Well aware of the dislike and distrust in which he was held by Victoria's subjects for most of his life, Albert himself was wisely self-effacing. "The position of Prince Consort requires that the husband should entirely sink his own individual existence in that of his wife," he wrote. But at a time when the Queen could still conduct diplomacy with other chiefs of state over the head of her government, he carried the key to Victoria's dispatch boxes, served as his wife's guide, mentor, confidant and private secretary, drafted her state orders and supervised all her affairs.. "He is King to all intents and purposes,'' muttered one disgruntled critic.
Delicate Task. Philip could not model himself on his great-great-grandfather even if he would. He has no inclination to effacement, and even if he had a desire for power, the throne no longer commands it. Under the tacit terms of the constitution, Elizabeth is not allowed to express an opinion contrary to that of her parliamentary majority.
But the monarchy embodies what might be called the residual stability of the national community, those values which are enduring beyond changes of politicians at 10 Downing Street or Westminster. Queen Elizabeth is a personification of the unspoken social contract Englishmen have made with each other over the centuries, the contract that preserves the continuity of the community and order despite political or economic or social differences. In the atavistic recesses of virtually every Briton's mind is the real, if irrational, sense that the Queen as a person is there, alert and ready with a cool, restraining hand, to protect him from the excesses of his fellow man. It is a delicate arrangement which must depend on an instinctive confidence between the parties involved. It is to foster and nurture that confidence that Elizabeth's husband has dedicated himself.

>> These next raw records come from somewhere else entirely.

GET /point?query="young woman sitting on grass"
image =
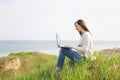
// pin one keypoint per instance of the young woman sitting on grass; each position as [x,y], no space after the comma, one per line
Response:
[82,51]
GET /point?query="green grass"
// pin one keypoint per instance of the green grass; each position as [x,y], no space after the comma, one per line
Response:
[40,67]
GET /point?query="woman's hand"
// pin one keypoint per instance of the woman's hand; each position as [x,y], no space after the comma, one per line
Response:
[67,46]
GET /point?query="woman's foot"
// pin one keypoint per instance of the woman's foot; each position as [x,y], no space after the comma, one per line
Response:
[56,70]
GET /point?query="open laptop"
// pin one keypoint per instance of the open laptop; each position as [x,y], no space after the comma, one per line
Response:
[58,42]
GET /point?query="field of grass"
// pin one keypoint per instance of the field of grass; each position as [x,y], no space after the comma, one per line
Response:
[40,67]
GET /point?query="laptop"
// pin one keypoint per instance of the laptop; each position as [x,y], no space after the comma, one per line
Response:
[58,42]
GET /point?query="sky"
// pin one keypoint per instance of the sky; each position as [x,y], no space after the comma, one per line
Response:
[42,19]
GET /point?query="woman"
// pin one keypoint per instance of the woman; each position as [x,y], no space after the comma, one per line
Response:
[83,50]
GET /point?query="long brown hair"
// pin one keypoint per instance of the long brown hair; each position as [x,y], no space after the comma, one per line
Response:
[82,24]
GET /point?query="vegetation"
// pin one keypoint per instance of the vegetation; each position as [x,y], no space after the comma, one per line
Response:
[40,67]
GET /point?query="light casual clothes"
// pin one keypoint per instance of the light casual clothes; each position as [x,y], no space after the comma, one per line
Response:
[85,48]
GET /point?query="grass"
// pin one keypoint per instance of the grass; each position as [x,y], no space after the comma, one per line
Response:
[40,67]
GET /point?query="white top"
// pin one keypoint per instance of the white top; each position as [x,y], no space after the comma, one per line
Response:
[85,48]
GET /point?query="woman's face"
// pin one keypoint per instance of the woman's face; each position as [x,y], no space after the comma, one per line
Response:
[78,27]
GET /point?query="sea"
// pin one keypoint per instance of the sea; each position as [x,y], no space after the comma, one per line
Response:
[47,47]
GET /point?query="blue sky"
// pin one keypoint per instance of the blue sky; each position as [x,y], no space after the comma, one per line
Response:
[41,19]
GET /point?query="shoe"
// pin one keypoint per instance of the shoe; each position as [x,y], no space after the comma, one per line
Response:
[56,70]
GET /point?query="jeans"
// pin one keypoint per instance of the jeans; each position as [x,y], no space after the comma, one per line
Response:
[74,56]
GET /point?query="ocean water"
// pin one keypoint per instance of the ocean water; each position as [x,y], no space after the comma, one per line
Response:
[50,47]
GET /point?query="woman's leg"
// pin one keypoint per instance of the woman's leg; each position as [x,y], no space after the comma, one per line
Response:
[74,56]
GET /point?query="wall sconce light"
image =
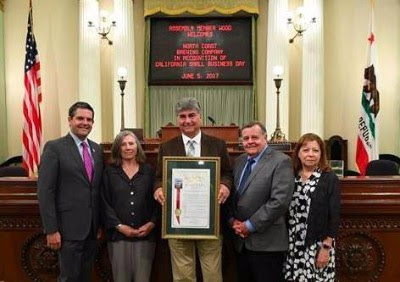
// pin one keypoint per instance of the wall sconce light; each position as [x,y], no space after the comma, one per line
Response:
[300,23]
[278,135]
[104,27]
[122,82]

Just Philip. There must have seemed few less likely candidates for this job than the little Greek princeling who was born on the island of Corfu on June 10, 1921. Philip was the fifth child and only son of tall, monocled Prince Andrew, brother of King Constantine of Greece. By descent the family was not Greek, but belonged to the royal Danish House of Schleswig-Holstein-Sonderburg-Glucksburg, which the British, French and Russians had put on the throne at the end of the 19th century. Philip's mother was Princess Alice of Battenberg, a great-granddaughter of Queen Victoria. Young Philip never learned Greek. His father, a lieutenant general, was blamed by clamoring republicans for a disaster in the short (1921-22) war with Turkey, was condemned to permanent exile, and left Greece for Paris, taking 18-month-old Philip with him.